FEBRUARY 26, 2007

The Riverside Club and Freihofer Bakery stand on the bank of the Hudson in Troy's Lansingburgh section, the oldest village in America and onetime home of Herman Melville.

The bakery, built in 1913, employed generations of Trojans. Built in 1895, the shingle-style Riverside Club was once the scene of bowling and boating parties.

TheTroy History Action Network has waged a seven year crusade to preserve the bakery and club. Preservationists seemed to suffer a crushing defeat on May 13, 2005, when the Troy Planning Commission declined to recommend that the City Council recognize the buildings to be landmarks. On the next day, the buildings' owner, a subsidiary of the George Weston Company, filed for a demolition

ABOVE: The Freihofer Bakery and Riverside Club in 2004.

BELOW: The Bakery and Club circa 1915

However, Judge James Canfield granted preservationists a stay and eventually ruled that, because demolitions potentially have environmental effects, they must have public hearings and state environmental quality reviews so that environmental impacts can be avoided or mitigated. A year of legal proceedings followed.

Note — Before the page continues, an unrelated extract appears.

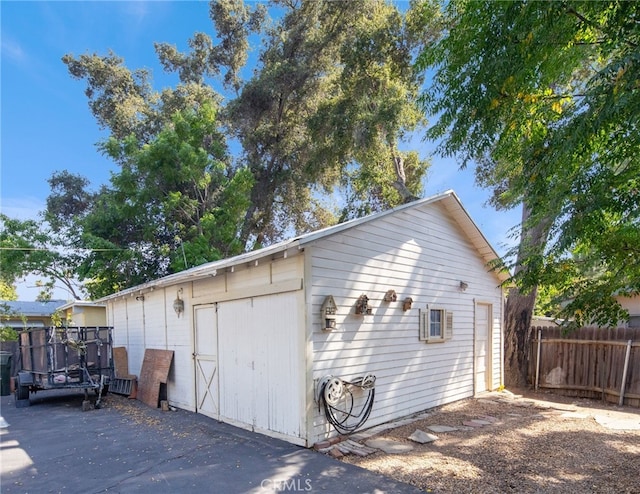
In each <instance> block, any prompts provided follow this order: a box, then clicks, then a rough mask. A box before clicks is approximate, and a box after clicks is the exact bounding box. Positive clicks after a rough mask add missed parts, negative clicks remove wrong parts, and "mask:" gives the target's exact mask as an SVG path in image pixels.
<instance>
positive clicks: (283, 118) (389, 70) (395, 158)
mask: <svg viewBox="0 0 640 494" xmlns="http://www.w3.org/2000/svg"><path fill="white" fill-rule="evenodd" d="M269 6H270V7H271V8H272V9H273V10H272V12H274V13H275V14H276V16H275V17H274V18H272V19H268V15H267V14H268V11H267V9H265V7H264V6H263V5H262V4H255V5H253V6H252V7H248V6H247V5H245V4H244V3H243V2H242V1H240V0H221V1H214V2H211V5H210V17H211V20H212V23H213V28H214V33H213V34H214V35H213V36H210V35H208V34H206V33H195V34H194V36H193V37H192V38H191V39H190V40H189V48H190V49H189V51H188V52H187V53H181V52H179V51H178V50H177V49H176V48H175V47H174V46H172V45H169V44H166V43H157V44H156V51H157V53H158V56H159V58H160V61H161V63H162V65H163V67H164V68H165V69H166V70H167V71H173V72H176V73H177V74H178V76H179V78H180V83H179V84H178V86H176V88H175V89H165V90H164V91H163V92H162V93H161V94H158V93H155V92H154V91H153V90H152V89H151V81H150V77H149V74H148V73H147V72H145V71H143V70H135V71H130V70H128V69H127V68H126V67H125V66H124V64H123V61H122V60H121V59H120V58H118V57H117V56H116V55H115V54H112V53H111V54H109V55H107V56H104V57H101V56H98V55H83V56H80V57H77V58H76V57H74V56H72V55H67V56H65V57H64V62H65V63H66V64H67V66H68V67H69V71H70V73H71V74H72V76H74V77H77V78H79V79H83V80H86V82H87V90H86V94H87V96H88V98H89V104H90V108H91V110H92V112H93V114H94V115H95V116H96V119H97V120H98V122H99V123H100V124H101V125H102V126H103V127H104V128H105V129H108V130H109V131H110V132H111V136H112V137H113V138H115V139H118V140H123V139H130V136H131V135H133V136H134V138H135V139H136V141H137V142H138V143H139V145H143V144H144V143H147V142H149V141H150V140H151V139H153V137H154V136H155V135H157V132H158V131H159V129H160V128H162V126H163V125H165V124H166V122H167V121H168V118H169V116H170V115H171V114H172V112H173V111H175V110H176V109H183V108H185V107H190V106H193V105H197V104H201V103H202V102H203V101H204V100H206V99H207V98H209V99H215V100H219V96H217V92H216V91H214V90H213V85H215V84H217V83H216V80H217V78H220V79H221V82H222V86H221V87H220V86H219V85H218V86H216V87H217V88H218V89H219V90H223V89H224V90H226V91H227V93H226V96H227V103H225V105H224V107H223V108H222V111H221V117H222V119H223V121H224V123H225V127H226V131H227V133H228V135H229V136H231V137H234V138H235V139H237V140H238V142H239V143H240V144H241V146H242V152H241V153H240V154H239V155H238V156H237V158H238V159H239V160H240V161H241V162H242V163H243V164H245V165H246V166H247V168H248V169H249V170H250V171H251V174H252V175H253V180H254V186H253V188H252V191H251V202H250V205H249V208H248V209H247V211H246V214H245V218H244V220H243V222H242V228H241V233H240V241H241V242H242V243H243V244H244V245H245V248H251V247H252V246H253V242H254V241H255V240H260V241H261V242H273V241H275V240H278V239H280V238H281V237H282V236H283V235H286V234H290V233H291V231H298V232H300V231H307V230H310V229H315V228H318V227H322V226H326V225H327V224H330V223H332V222H334V221H335V217H334V214H333V209H334V208H333V207H332V203H331V202H330V200H327V198H330V197H333V196H332V194H333V192H334V191H335V188H336V187H338V188H339V189H340V188H341V187H342V190H343V191H345V190H347V191H352V192H353V194H352V195H351V196H350V198H353V199H354V201H356V202H359V203H361V205H362V204H364V205H365V206H367V205H372V206H373V209H374V210H375V209H381V208H388V207H391V206H394V205H396V204H399V203H401V202H403V201H405V200H408V199H411V198H413V197H415V196H417V195H419V193H420V191H421V182H422V178H423V177H424V175H425V172H426V169H427V163H426V162H425V161H423V160H421V159H419V158H418V156H417V154H416V153H404V152H402V151H401V150H400V149H399V147H400V144H401V143H402V140H403V138H404V136H406V135H407V134H408V133H410V132H411V131H413V130H415V129H416V128H417V127H418V126H419V125H420V124H421V123H422V116H421V114H420V112H418V110H417V96H418V87H419V84H420V76H419V75H417V74H416V72H415V71H414V70H413V65H412V63H413V61H414V56H415V54H416V48H417V43H418V40H419V38H417V37H415V36H414V35H413V33H415V32H416V29H417V26H418V25H419V24H420V22H422V21H421V19H420V18H419V17H415V16H414V17H412V16H411V15H409V14H408V13H407V15H405V14H403V13H401V12H399V11H398V9H397V8H396V7H394V6H393V5H391V4H387V3H385V2H383V1H378V0H358V1H354V2H325V1H322V2H288V1H273V2H270V4H269ZM270 11H271V9H270ZM409 12H412V10H411V9H410V10H409ZM250 36H255V37H260V38H259V39H261V45H260V47H259V49H258V55H257V61H254V60H252V63H254V64H255V66H254V67H253V71H249V70H247V67H245V64H246V63H247V61H248V60H249V58H248V48H249V43H248V40H249V38H250ZM214 40H215V41H214ZM243 73H250V74H252V75H251V77H250V78H249V79H243V77H242V76H243ZM318 115H323V116H324V117H326V119H331V122H332V123H335V124H336V125H338V126H339V130H338V131H335V130H334V129H333V128H332V127H333V126H327V125H326V122H323V121H322V120H320V119H319V118H318ZM116 159H117V161H118V162H119V163H120V164H122V165H124V164H125V163H127V160H128V159H129V157H127V156H124V155H120V156H119V157H117V158H116ZM345 210H346V211H347V213H346V214H343V217H348V216H350V215H351V216H352V215H353V214H362V213H363V212H367V211H368V210H371V208H367V207H364V208H363V207H357V206H353V201H348V202H347V206H346V207H345ZM349 211H351V212H349ZM353 211H356V212H355V213H354V212H353ZM357 211H360V213H357Z"/></svg>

In December 2006 the New York State Appellate Court ruled that the Troy City Code in effect at the time of the application did not require demolition permit applicants to undertake a state environmental quality review that considered historic significance. Ironically, Troy had subsequently revised its code to require environmental review. However, the court ruled that the new requirement did not apply retroactively and reinstated the demolition permit, with the result that the buildings could be demolished with 60 days .

The New York State Preservation League has filed an appeal on behalf of the Troy preservationists and obtained a stay pending a decision about whether to hear the case. A proposal to purchase and reuse both buildings has also been submitted.